Follow by Email

14 March 2012

Liturgy in the Southern Hemisphere, Part 1

I promised a post about Lent, and here it is, at least in part.  I've had some difficulty describing what Lent is like for me this year and this evening,  while out on a run, it became crystal clear to me what the problem is.  The Liturgical year, all of it, is totally based on the seasons in the Northern Hemisphere.  I've lived in the Northern Hemisphere all of my life, save for a wee 6 week period in 1995.  That was in the middle of summer/winter and close to the equator so it really didn't make much difference.  Not to mention, I didn't join a Liturgical church until later that year so all of that meaning was lost on me.

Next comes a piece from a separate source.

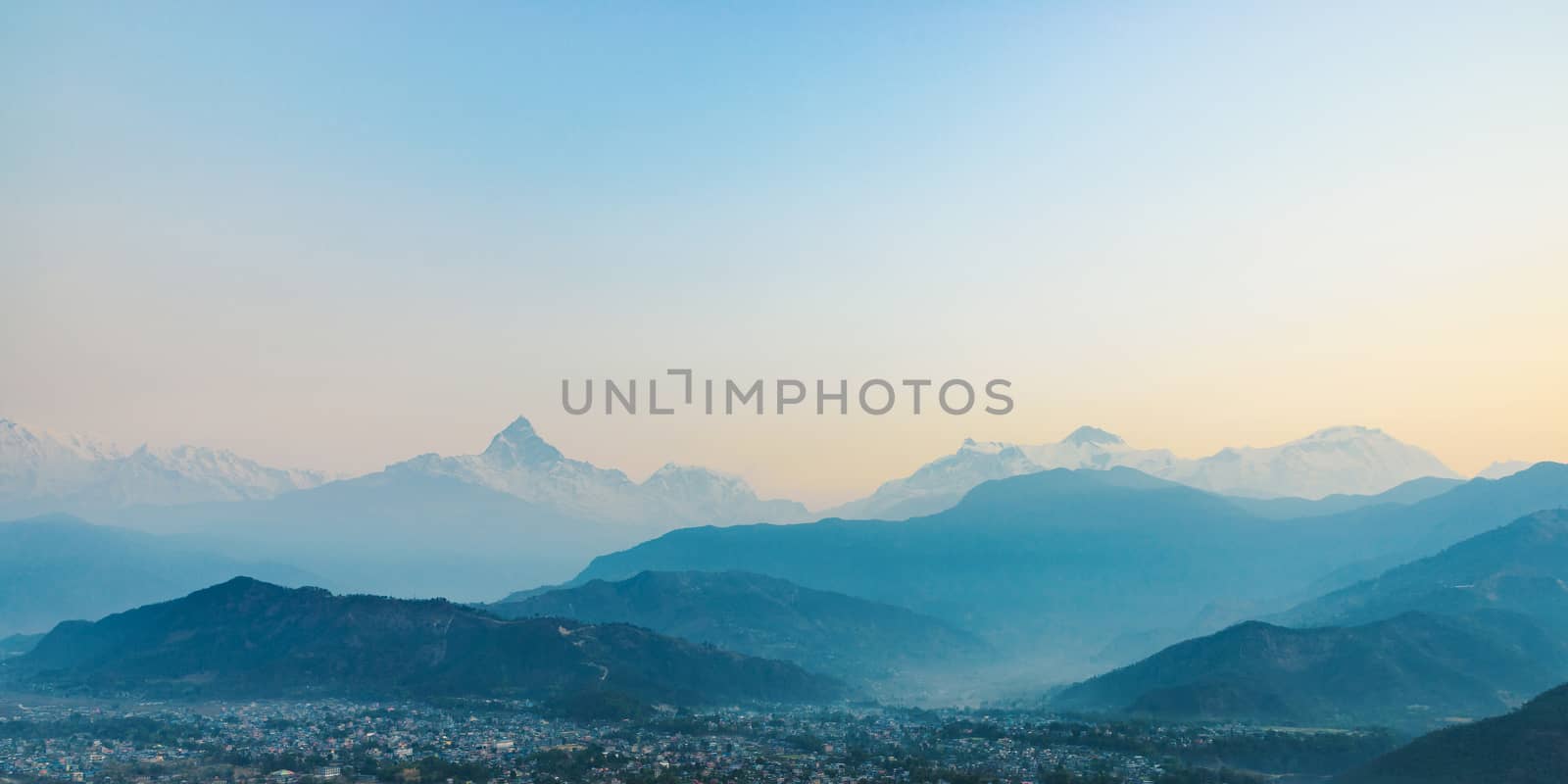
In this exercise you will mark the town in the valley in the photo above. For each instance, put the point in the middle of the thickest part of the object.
(308, 742)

For those readers who have no idea what I am talking about, perhaps I can give you the "Reader's Digest" version.

First, the entry in Wiktionary for Liturgy:

Etymology

From Latin liturgia, from Ancient Greek λειτουργία, from λειτ-, from λαός (people) + -ουργός, from ἔργον (work) (the public work of the people done on behalf of the people).


Noun

liturgy (plural liturgies)
  1. A predetermined or prescribed set of rituals that are performed, usually by a religion.
  2. An official worship service of the Christian church.

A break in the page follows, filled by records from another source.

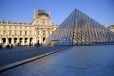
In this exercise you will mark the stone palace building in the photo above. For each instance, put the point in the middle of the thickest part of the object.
(32, 33)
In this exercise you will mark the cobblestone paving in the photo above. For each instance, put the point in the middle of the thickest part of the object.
(76, 61)
(20, 53)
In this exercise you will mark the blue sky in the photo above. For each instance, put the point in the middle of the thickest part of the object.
(22, 10)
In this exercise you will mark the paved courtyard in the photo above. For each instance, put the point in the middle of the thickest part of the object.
(75, 61)
(19, 53)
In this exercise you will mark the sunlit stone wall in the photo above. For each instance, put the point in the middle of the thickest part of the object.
(32, 33)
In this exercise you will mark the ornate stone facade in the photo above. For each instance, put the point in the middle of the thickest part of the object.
(27, 33)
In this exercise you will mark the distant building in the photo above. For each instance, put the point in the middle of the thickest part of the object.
(32, 33)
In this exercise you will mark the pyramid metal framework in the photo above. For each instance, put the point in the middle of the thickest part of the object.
(79, 29)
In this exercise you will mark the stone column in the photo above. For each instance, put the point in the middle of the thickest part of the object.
(6, 41)
(12, 41)
(0, 40)
(28, 41)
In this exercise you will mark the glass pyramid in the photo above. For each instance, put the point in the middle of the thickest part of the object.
(80, 29)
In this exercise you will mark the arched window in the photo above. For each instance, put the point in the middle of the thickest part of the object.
(44, 32)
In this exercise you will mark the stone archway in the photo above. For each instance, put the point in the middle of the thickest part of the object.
(15, 40)
(20, 41)
(4, 40)
(26, 40)
(9, 40)
(44, 39)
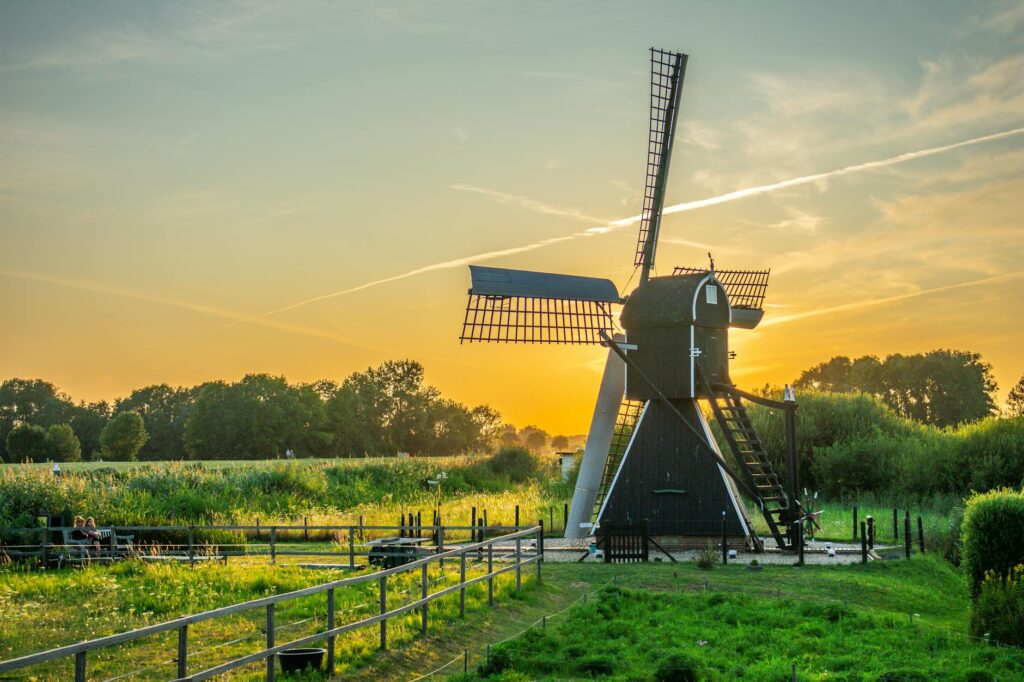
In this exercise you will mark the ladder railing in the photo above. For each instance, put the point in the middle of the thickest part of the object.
(751, 458)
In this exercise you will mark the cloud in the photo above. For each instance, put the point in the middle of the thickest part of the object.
(625, 222)
(527, 204)
(875, 302)
(200, 308)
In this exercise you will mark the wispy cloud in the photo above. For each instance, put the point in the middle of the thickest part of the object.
(875, 302)
(235, 316)
(625, 222)
(527, 204)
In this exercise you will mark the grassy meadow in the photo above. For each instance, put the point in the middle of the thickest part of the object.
(53, 608)
(885, 621)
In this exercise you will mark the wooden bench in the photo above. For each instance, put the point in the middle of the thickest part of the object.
(112, 546)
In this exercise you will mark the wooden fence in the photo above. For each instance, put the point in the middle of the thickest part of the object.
(194, 543)
(268, 653)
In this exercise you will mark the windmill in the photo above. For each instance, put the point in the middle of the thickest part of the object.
(650, 456)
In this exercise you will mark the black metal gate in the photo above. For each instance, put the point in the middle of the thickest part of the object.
(625, 545)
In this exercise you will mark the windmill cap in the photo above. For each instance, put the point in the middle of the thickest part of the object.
(677, 300)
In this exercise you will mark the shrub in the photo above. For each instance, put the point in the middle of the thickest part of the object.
(517, 463)
(997, 613)
(678, 667)
(707, 558)
(992, 535)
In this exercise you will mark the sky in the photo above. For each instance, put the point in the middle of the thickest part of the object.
(192, 192)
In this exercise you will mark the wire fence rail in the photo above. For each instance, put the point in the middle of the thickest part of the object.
(199, 543)
(517, 557)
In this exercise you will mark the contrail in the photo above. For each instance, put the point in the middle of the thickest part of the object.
(175, 303)
(625, 222)
(888, 299)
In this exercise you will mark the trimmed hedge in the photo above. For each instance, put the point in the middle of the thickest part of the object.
(992, 536)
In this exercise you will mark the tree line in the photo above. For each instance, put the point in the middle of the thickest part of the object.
(941, 387)
(382, 411)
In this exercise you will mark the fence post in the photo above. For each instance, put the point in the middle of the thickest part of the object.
(491, 574)
(800, 542)
(518, 563)
(906, 534)
(725, 543)
(424, 586)
(383, 611)
(80, 667)
(863, 542)
(183, 651)
(540, 549)
(440, 540)
(271, 666)
(462, 581)
(330, 626)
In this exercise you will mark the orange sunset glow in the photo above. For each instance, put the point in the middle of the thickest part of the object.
(200, 192)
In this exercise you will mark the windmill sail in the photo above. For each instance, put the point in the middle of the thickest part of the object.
(667, 71)
(519, 306)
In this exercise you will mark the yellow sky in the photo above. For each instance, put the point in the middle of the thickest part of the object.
(200, 192)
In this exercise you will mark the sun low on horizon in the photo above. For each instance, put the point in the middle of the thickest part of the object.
(193, 192)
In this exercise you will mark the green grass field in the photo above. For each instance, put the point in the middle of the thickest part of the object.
(906, 620)
(47, 609)
(885, 621)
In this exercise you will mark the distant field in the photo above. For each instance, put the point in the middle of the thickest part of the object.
(74, 467)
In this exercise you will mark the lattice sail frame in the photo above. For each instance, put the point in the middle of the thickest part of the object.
(745, 288)
(626, 422)
(529, 320)
(667, 71)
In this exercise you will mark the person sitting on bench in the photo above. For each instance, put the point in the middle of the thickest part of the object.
(84, 531)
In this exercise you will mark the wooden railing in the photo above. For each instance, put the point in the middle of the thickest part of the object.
(268, 653)
(186, 542)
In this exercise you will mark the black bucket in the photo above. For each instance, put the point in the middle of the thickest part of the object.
(296, 661)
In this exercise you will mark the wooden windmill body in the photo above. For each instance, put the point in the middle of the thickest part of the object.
(650, 454)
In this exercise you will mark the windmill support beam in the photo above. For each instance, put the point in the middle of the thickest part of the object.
(602, 427)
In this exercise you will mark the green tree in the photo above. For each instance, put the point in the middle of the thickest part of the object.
(260, 417)
(1015, 400)
(164, 411)
(88, 421)
(941, 387)
(27, 442)
(62, 444)
(123, 436)
(31, 401)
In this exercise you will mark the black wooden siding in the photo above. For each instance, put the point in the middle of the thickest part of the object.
(666, 457)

Churches that follow a traditional "liturgy" (eg. Catholic, Anglican, Lutheran, Orthodox, etc) also follow a calendar based on the seasons of the year.  This calendar starts with Advent, which is the period 4 weeks before Christmas.  In the Northern Hemisphere, this is a time of shortening daylight, and Christmas comes very close to Winter Solstice, the shortest day of the year.  After Christmas is the season of Epiphany, and then comes Lent.  Lent is a period of about 6 weeks leading up to Easter.  Again, in the Northern Hemisphere, Lent is a period of lengthening daylight and Easter celebrated using Springtime symbols.  After Easter, there is another big celebration at Pentecost and then a LONG period called "Ordinary Time" or the season after Pentecost.  This takes up the summer months and goes into the fall, up until the beginning of Advent.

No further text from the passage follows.